Belanghebbende heeft ter nadere zitting een brief getoond (zie hiervóór, 1.9), waarvan een kopie tot de stukken van het geding behoort, afkomstig van de KBL, gericht aan zijn gemachtigde, met de volgende inhoud.
Luxembourg, 4 août 2008
Geachte Meester,
Betreft: de rekening Nr. [rekeningnummer]
Op uw verzoek bevestigen wij dat de rekening onder stamnummer [rekeningnummer] in onze boeken werd geschrapt op datum van 21 juli 1995.
Daarnaast kunnen wij u mededelen dat het saldo op de rekening nul bedroeg op de datum van afsluiting.
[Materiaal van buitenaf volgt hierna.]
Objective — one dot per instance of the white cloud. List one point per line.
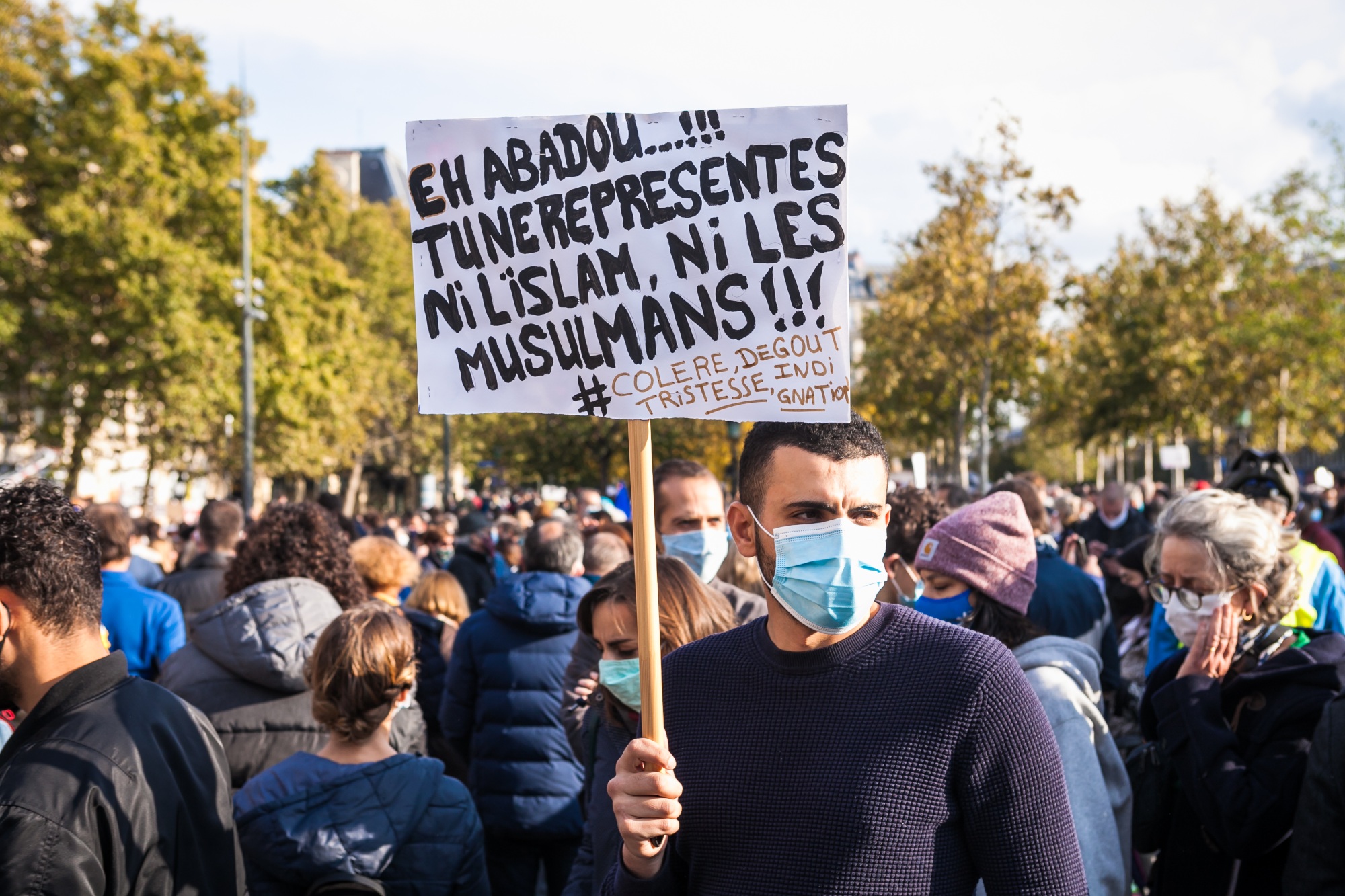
(1128, 103)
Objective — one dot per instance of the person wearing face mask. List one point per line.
(689, 520)
(110, 784)
(839, 744)
(688, 611)
(358, 807)
(980, 569)
(1233, 716)
(1268, 478)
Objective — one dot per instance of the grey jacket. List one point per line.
(244, 667)
(1065, 674)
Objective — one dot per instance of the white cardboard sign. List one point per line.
(1175, 456)
(683, 264)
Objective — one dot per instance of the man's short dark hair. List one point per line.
(115, 528)
(676, 469)
(836, 442)
(50, 557)
(914, 513)
(221, 525)
(553, 545)
(1031, 498)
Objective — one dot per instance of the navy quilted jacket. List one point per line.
(399, 821)
(502, 705)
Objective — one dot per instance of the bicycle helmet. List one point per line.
(1264, 474)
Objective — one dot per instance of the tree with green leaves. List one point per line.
(957, 334)
(118, 232)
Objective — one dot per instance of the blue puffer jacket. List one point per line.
(399, 821)
(502, 706)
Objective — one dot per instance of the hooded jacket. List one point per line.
(244, 667)
(502, 706)
(1239, 751)
(1066, 677)
(399, 821)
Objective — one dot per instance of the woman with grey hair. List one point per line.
(1231, 717)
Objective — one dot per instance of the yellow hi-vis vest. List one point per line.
(1309, 559)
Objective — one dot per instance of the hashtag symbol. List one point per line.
(592, 397)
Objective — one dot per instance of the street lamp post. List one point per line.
(248, 296)
(734, 431)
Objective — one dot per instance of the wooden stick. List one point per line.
(646, 583)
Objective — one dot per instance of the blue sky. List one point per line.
(1128, 103)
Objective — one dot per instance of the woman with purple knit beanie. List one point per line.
(980, 569)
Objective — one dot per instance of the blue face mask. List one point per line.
(622, 677)
(828, 573)
(703, 549)
(946, 608)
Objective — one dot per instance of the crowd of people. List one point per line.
(867, 688)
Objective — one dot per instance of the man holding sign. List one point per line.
(861, 748)
(695, 266)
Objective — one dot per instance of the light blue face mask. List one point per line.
(828, 573)
(622, 677)
(701, 549)
(946, 608)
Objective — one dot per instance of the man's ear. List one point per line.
(742, 528)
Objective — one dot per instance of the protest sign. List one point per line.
(683, 264)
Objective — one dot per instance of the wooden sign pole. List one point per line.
(646, 583)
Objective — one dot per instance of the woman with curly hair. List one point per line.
(244, 665)
(1231, 717)
(357, 807)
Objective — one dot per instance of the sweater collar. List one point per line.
(833, 655)
(80, 686)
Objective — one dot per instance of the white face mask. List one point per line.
(1186, 622)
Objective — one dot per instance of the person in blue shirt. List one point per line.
(147, 626)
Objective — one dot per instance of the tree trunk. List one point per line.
(77, 444)
(985, 427)
(150, 475)
(960, 439)
(1282, 435)
(357, 474)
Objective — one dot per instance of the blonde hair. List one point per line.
(361, 665)
(439, 594)
(384, 564)
(1245, 544)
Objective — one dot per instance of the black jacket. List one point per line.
(475, 572)
(1239, 751)
(114, 786)
(244, 667)
(602, 844)
(399, 821)
(747, 606)
(1135, 528)
(198, 587)
(1317, 858)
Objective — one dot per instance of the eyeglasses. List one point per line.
(1186, 596)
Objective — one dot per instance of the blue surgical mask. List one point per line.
(828, 573)
(946, 608)
(703, 549)
(622, 677)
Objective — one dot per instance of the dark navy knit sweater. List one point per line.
(911, 758)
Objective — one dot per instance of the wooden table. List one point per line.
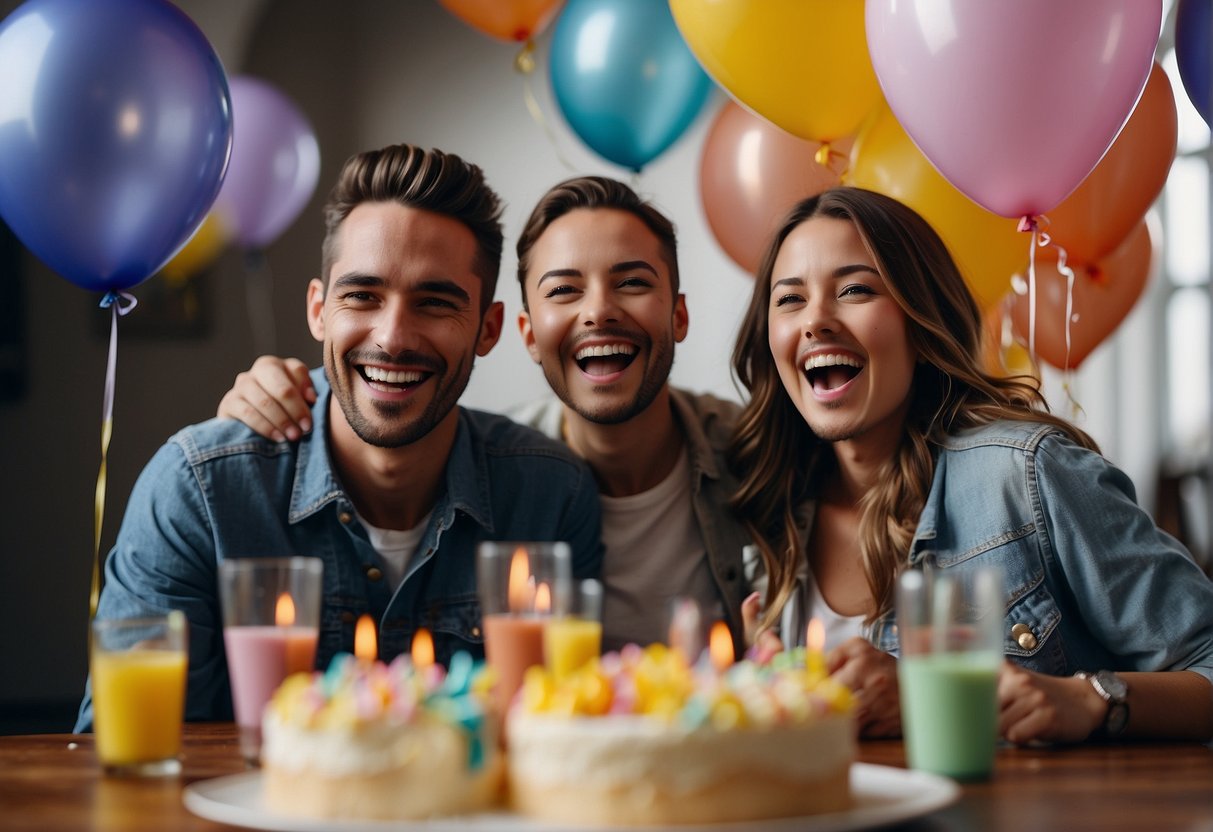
(46, 785)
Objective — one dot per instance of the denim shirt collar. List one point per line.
(317, 485)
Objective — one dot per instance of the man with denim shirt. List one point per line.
(598, 271)
(397, 484)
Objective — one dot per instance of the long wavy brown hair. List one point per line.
(778, 459)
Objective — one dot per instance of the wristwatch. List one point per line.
(1114, 691)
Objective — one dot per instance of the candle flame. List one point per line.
(284, 611)
(422, 648)
(719, 645)
(815, 638)
(364, 639)
(519, 587)
(544, 598)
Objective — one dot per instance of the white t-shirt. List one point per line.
(653, 550)
(396, 547)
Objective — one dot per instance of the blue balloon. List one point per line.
(1194, 52)
(115, 129)
(625, 79)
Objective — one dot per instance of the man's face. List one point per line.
(400, 320)
(603, 318)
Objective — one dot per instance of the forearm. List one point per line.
(1169, 706)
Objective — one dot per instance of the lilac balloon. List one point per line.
(275, 164)
(1013, 102)
(115, 127)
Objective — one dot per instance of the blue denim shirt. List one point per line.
(217, 490)
(1098, 585)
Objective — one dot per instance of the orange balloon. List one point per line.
(987, 248)
(1103, 295)
(1092, 221)
(751, 174)
(516, 21)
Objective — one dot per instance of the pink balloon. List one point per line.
(1013, 102)
(275, 164)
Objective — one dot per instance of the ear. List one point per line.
(681, 318)
(490, 328)
(315, 308)
(528, 334)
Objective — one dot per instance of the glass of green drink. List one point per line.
(950, 627)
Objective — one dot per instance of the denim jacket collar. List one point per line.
(317, 484)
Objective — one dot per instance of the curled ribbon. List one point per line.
(524, 64)
(119, 303)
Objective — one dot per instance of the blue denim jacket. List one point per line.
(217, 490)
(1097, 583)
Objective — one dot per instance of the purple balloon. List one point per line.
(115, 127)
(275, 164)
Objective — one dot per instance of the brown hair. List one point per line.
(780, 461)
(594, 192)
(428, 180)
(volgt groet en ondertekening)
Het in de brief genoemde stamnummer betreft de rekening waarop het renseignement uit België (de microfiche) betrekking had.
Tot de stukken van het geding behoort een brief van de Inspecteur aan belanghebbende, met bijlage, gedagtekend 14 juni 2012. De brief is verzonden naar aanleiding van de eerste zitting van het Hof van 12 juni 2012. De bijlage bevat een herrekening van de na te vorderen belasting en boeten. In de berekeningen zijn de boeten naar nihil teruggebracht en zijn de correcties met 1/3de deel (de verhoging met factor 1,5 verviel) verminderd.
3 Geschil, alsmede standpunten en conclusies van partijen
Tussen partijen is in geschil of de Inspecteur de aanslagen en de beschikkingen terecht en tot de juiste bedragen heeft vastgesteld. Het gaat daarbij om de volgende vragen:
A. Beschikt de Inspecteur over een zogenoemd nieuw feit als bedoeld in artikel 16 van de Algemene wet inzake rijksbelastingen (AWR) dat navordering rechtvaardigt? Zo niet, is belanghebbende dan te kwade trouw als bedoeld in dat artikel?
B. Heeft de Inspecteur de navorderingstermijn overschreden?
C. Voor het geval vraag A bevestigend en vraag B ontkennend wordt beantwoord: heeft de Inspecteur de correcties op het aangegeven inkomen en vermogen juist berekend, dat wil zeggen: zijn zij gebaseerd op een redelijke schatting?
Belanghebbende beantwoordt vraag B bevestigend; de overige vragen beantwoordt hij ontkennend; de Inspecteur verdedigt telkens het tegenovergestelde antwoord.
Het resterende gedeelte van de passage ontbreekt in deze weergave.